Police Department Reorganizing to Place More Officers on Street
There will soon be more police officers working the streets of Dayton more frequently.
The city council heard a first reading of an ordinance that would restructure the police department, removing two part-time officers and replacing those positions with one full-time officer. Administratively, the position of captain will be eliminated and the employee currently in that role will become a sergeant, and two police corporals will become officers.
Police Chief David Halfhill said the costs for the city are roughly the same while the difference is more officer presence on the streets of Dayton. "We were too top heavy with too many doing administrative duties," said Halfhill, who became chief earlier this year after newly elected Mayor Virgil Boruske fired Scott O'Brien, citing differences in staffing philosophies. "Officers who were fairly new were needing a supervisor and were finding themselves alone."
Sergeants serve as supervisors during shifts and the structure change will give officers a supervisor at all parts of the day. The captain set to become a sergeant agreed with the change and would make the same salary, Halfhill said. Both part-time officers have resigned and that position will be posted for hire when the ordinance is adopted next month.
Halfhill also talked about SentiGuard, an app for smart phones that allow for the submission of crime tips and viewing of crime maps, which is being used by the department. "We're the first in the country to use SentiGuard," he said. "It's a great tool. It doesn't cost anything right now and it's putting technology at the forefront. We're excited about it."

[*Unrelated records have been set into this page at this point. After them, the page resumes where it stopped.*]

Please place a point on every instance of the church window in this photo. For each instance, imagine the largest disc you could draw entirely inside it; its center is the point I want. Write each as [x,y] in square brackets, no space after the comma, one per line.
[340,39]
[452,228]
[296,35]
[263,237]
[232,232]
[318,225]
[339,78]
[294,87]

Bellevue-Dayton Fire Chief Michael Auteri presented to council his hopes to purchase new defibrillators for the department and to renovate the firehouse's restrooms. He will also submit a federal grant application this week for the possible funding of three new firefighters. The grant would cover the new firefighters' costs for two years and then if retained, the two cities would have to budget for them.
Dayton's ambitious plan to restore its central business district will not have a vote till spring, postponed by the sudden passing of City Attorney Jack Fischer. The program will provide financial incentives to business owners or potential business owners with storefronts on the 100 block of Sixth St. Funding for the program will come out of the city’s Economic Development fund.
Jack Fischer was remembered by his brother, State Rep. Joe Fischer (R-Ft. Thomas) who thanked the city for its support. "I can't tell you how dedicated an attorney he was for this city," Fischer said. "He was very proud of the city and the progress that he saw." Fischer said the best way to memorialize his brother would be to donate money to the Dayton High School scholarship fund.
Former Councilwoman Cathy Volter also suggested donations to the scholarship fund. "We have lost a great friend, a great mind, and someone who loved the city. Just a gentleman," she said.